Firm Loses Appeal of $1-Million City Tax Bill

Share
Times Staff Writer

One of the major players in the world aircraft market has failed to overturn a charge of more than $1 million in back payments for the right to do business in Beverly Hills.

International Lease Finance Corp. plans to leave the city and move to Los Angeles as a result of the City Council’s action, said Louis Gonda, executive vice president of the firm.

He said the company will challenge the constitutionality of Beverly Hills’ business taxes if the city persists in trying to collect the increased fees for the years 1985-1988.

Advertisement

The company paid less than $1,000 a year in those years, when the fee was based on the number of employees at its headquarters in the Great Western building at La Cienega and Wilshire boulevards.

Owns 77 Planes

Founded in 1973 with three principals, two secretaries and a handful of planes left over from a failed effort to run a commuter airline, ILFC now owns 77 airliners and reported revenues of $213.2 million last year.

One of the world’s two largest aircraft leasing firms, with more than 100 additional airliners on order in the United States and Europe, it has kept its work force down to a lean 24.

But city officials decided that its business tax should be computed as it would be for automobile leasing companies, using a formula based on gross receipts.

The result was a letter from the city’s finance director in December assessing the company $670,883 for the previous three fiscal years. After phone calls, meetings and letters back and forth, city Finance Director Donald J. Oblander followed up in June with a bill for $1,002,940 in fees and penalties.

‘An Absolute Outrage’

Barbara Brown, an attorney for ILFC, called this “an absolute outrage,” especially in light of a 1985 letter from a former city attorney who said there would be no change in the company’s tax status.

Advertisement

She argued that ILFC does most of its business outside the city, that all but one of its planes does not even fly in the United States and that there is a constitutional ban against cities taxing companies on business done outside their jurisdiction.
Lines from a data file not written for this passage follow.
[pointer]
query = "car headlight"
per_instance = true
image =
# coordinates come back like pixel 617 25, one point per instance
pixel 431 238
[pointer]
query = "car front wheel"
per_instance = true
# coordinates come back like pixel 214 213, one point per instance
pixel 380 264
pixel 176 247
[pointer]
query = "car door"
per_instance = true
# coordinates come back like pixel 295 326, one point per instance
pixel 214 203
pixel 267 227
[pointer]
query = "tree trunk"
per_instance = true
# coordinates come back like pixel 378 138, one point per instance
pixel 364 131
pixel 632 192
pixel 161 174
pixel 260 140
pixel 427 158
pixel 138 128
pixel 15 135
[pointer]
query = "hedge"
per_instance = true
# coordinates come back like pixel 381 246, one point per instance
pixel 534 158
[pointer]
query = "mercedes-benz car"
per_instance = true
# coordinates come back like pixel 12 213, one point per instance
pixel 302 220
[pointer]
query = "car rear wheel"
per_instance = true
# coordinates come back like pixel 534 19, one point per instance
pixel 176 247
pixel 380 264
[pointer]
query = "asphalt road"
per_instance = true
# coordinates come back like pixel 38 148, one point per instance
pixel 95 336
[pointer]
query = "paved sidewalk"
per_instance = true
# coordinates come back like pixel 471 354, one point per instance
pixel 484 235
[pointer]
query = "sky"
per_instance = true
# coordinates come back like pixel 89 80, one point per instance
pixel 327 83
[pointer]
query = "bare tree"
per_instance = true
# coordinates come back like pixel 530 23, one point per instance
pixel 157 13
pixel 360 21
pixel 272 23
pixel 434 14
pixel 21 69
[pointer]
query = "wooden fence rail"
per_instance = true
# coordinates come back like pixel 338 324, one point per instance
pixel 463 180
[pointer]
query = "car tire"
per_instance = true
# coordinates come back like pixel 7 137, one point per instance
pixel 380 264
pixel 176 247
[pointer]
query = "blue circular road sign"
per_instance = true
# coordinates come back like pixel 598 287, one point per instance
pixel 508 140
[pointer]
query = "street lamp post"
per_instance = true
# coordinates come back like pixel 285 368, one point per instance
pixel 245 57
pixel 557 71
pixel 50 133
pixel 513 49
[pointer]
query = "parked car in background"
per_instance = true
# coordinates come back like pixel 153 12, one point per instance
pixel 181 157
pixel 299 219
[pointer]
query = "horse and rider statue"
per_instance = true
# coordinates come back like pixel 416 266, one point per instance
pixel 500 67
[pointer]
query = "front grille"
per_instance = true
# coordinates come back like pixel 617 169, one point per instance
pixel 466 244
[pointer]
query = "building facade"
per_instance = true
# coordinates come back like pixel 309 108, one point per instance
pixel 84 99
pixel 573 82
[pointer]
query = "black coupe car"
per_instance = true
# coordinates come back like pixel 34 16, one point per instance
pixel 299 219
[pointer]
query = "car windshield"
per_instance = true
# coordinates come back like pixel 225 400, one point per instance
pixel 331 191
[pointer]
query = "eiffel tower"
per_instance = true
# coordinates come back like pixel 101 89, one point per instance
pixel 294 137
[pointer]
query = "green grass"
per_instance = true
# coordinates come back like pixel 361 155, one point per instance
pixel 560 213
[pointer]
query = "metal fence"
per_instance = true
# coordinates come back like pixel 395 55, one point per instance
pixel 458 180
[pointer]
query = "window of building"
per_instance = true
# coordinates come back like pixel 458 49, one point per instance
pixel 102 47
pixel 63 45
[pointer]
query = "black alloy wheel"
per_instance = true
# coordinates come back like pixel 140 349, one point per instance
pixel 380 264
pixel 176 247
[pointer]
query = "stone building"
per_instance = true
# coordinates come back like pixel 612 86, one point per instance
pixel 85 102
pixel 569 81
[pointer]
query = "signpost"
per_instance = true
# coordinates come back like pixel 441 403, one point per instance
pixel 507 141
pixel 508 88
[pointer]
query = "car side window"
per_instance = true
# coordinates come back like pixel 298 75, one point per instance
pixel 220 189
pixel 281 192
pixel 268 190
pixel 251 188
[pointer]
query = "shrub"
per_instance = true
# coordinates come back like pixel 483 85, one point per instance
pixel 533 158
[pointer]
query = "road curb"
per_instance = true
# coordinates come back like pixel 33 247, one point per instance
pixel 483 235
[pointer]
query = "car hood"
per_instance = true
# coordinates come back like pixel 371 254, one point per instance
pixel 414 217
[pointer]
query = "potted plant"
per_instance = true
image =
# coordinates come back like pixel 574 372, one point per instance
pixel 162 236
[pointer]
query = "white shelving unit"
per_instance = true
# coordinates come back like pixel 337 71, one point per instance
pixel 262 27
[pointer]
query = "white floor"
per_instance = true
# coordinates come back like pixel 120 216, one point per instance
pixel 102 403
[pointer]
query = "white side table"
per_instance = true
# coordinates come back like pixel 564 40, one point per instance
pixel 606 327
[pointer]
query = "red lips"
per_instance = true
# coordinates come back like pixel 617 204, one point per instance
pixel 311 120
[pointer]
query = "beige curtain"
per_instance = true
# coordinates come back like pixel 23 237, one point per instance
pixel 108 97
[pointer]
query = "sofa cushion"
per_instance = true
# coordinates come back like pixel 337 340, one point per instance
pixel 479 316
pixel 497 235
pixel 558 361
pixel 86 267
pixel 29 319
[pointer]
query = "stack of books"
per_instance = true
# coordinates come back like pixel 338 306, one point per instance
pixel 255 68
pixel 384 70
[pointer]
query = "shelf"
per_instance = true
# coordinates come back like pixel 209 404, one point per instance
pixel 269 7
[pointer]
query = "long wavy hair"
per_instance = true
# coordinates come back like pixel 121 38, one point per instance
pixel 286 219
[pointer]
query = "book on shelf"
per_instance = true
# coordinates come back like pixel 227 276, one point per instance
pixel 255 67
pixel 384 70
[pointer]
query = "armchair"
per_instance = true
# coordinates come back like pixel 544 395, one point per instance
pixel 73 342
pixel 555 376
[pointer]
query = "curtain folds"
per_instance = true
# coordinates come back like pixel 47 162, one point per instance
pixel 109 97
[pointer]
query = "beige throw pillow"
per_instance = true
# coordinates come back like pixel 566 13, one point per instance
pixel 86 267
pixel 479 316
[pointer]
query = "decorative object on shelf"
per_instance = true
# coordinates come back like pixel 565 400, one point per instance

“Nothing has changed since 1973, except one thing, that it now earns a whole lot more money than it did when it started out,” she told the City Council.

But the present city attorney, Greg Stepanicich, said the firm’s leasing and brokerage activities mean that it should be taxable on the same basis as car leasing companies, not simply as a headquarters office as before.

“While its contracts may be executed elsewhere and there may be a great deal of traveling by its executives, there is only one office and that is in Beverly Hills,” he said.

May Drop Penalty Charges

He said that if the company would agree to the change in tax status, the city would consider dropping the penalty charges and that no effort would be made to refigure the fees before 1985.

He said it was not the company’s growing profits that made the city refigure ILFC’s business tax, “but the realization that the nature of the business was different than was assumed by staff at an earlier time.”

Advertisement

The company’s appeal was denied by a 4-0 vote, with no discussion by City Council members.

Brown said after the meeting that the company had offered to pay the same for its business license as it expects to in Los Angeles, between $30,000 and $80,000 a year, but that the offer was refused by city officials.

“To be forced out of Beverly Hills by council members who have been wrongly advised by their staff is very, very disturbing,” Gonda said.

“The only infraction is that we became successful,” added his father, Leslie Gonda, ILFC’s chairman and chief executive officer. “If that is a sin, then let them accuse us.”